Most interesting to me is who has bought into that strategy: Rob Curley. You might not know his name, but he was my boss a decade ago at the Lawrence (Kan.) Journal-World, and made his name as one of the country’s foremost digital journalism gurus, skipping to jobs in Florida, Washington D.C., and Vegas. And now he’s in California … helping re-build theRegister’s family of weekly newspapers. The digital guru has gone print-centric, in other words. It’s an astounding transformation for many of us who have known him or seen one of his presentations. But he indicated to me this week he’d tired of “trading digital dimes for print dollars.”
“Now that I understand the revenue model and business strategy for the Register, and that it isn’t like a typical newspaper, I know that I need to make a print product that people want to read,” Curley told me Tuesday.
18 months later, the verdict is in, according to this devastating OC Weekly cover story: Dozens upon dozens of journalists have been laid off or bought out in recent weeks, while the paper’s very financial viability is an open question.
My friend Rob? He’s ascended to the top editor slot at the paper, only to watch it disintegrate from beneath him. He’s no longer talking about trading digital dimes for print dollars. He sounds, in the OC Weekly piece, a bit shell-shocked.
“There’s a moment in every journalist’s life when they realize they want to be a journalist,” he said. “We have to channel that calling right now, even if it’s difficult. You have to lead when it’s hard, not when it’s easy.”
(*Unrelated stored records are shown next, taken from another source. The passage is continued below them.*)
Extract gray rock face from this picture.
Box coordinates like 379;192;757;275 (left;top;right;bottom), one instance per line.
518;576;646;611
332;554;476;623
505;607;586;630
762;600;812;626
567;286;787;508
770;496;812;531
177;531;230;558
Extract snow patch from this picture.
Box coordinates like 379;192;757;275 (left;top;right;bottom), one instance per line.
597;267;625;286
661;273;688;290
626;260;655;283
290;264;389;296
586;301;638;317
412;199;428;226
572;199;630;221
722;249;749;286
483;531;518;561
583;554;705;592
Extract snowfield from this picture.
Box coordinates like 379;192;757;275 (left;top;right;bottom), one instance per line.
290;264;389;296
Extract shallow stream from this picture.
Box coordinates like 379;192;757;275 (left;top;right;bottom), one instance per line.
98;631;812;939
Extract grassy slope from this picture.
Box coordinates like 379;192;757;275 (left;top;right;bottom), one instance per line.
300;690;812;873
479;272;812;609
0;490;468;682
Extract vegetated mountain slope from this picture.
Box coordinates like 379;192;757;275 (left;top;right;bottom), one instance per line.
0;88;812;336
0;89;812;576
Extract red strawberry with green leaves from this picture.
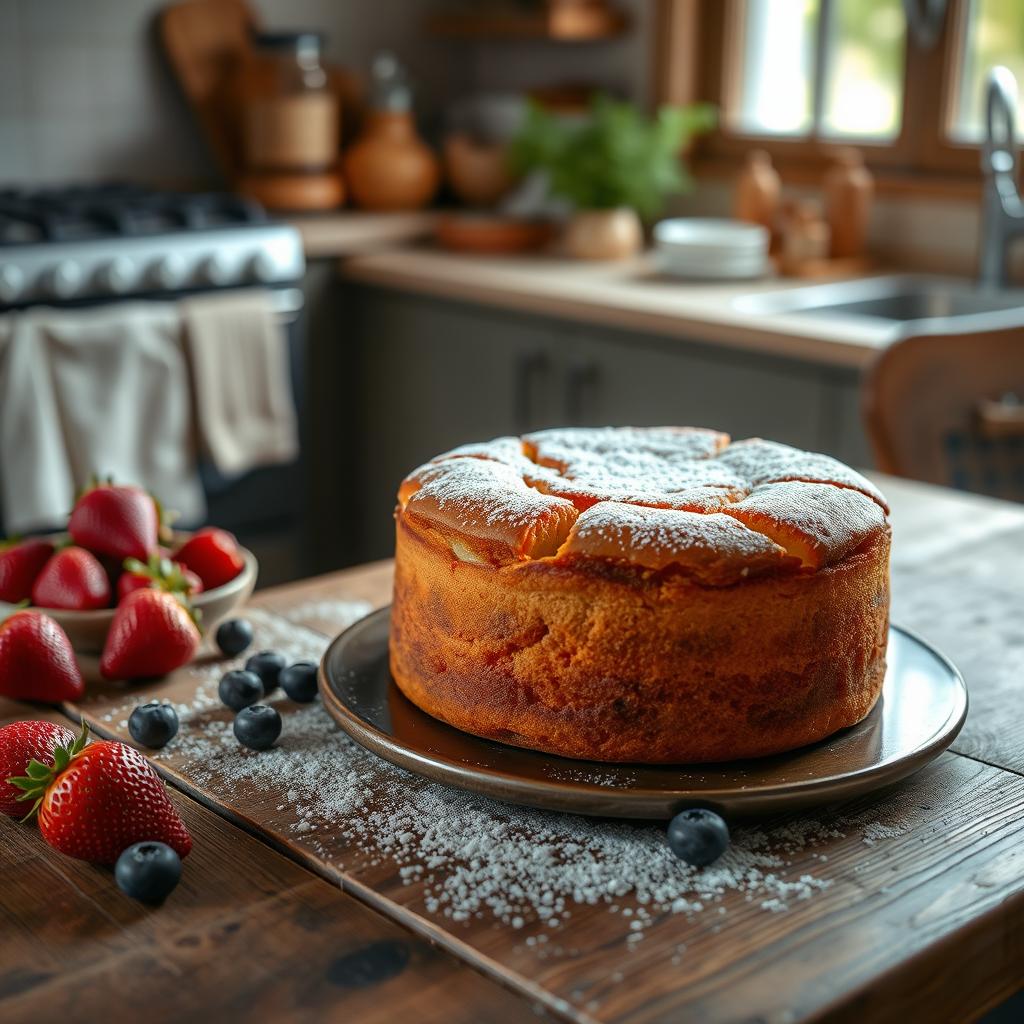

Asked if he trusts his owners, Curley replied, “What others are doing, it isn’t working. I don’t know what’s right or wrong, but you have to take a leap of faith.”
There are many, many reasons things are going badly in Orange County — they put up hard paywalls on the website in order to force readers to buy the paper (cough) — but let’s take these three lessons for use by our Philly papers:
• In 2014, it may not be possible to make a daily print product that people need to read. The audience for news is moving online, and that’s not an accident or a failure by newspapers to be attractive enough: It simply is.
• Any strategy that relies on changing the audience fundamentals — trying to force them to change their habits, or the direction of their habits, instead of accommodating them where they’re at — is probably doomed. Again: The audience is going online.
• It is not the case, despite my January 2013 comments, that “pursuing an actual vision—any vision—might be worthier, and have a better payoff, than sitting around and dying the death of a thousand rounds of staff cuts.” Aaron Kushner had a vision. It is now self-evidently the wrong one, and it’s possible his paper is dying faster than it would’ve if he’d simply left it alone.
That makes the task of Philly papers much harder: Any plan won’t do.You’ve got to thread the needle. I got it wrong the first time. There’s still time for Philly papers to find the right plan, if it exists. But it’s growing shorter.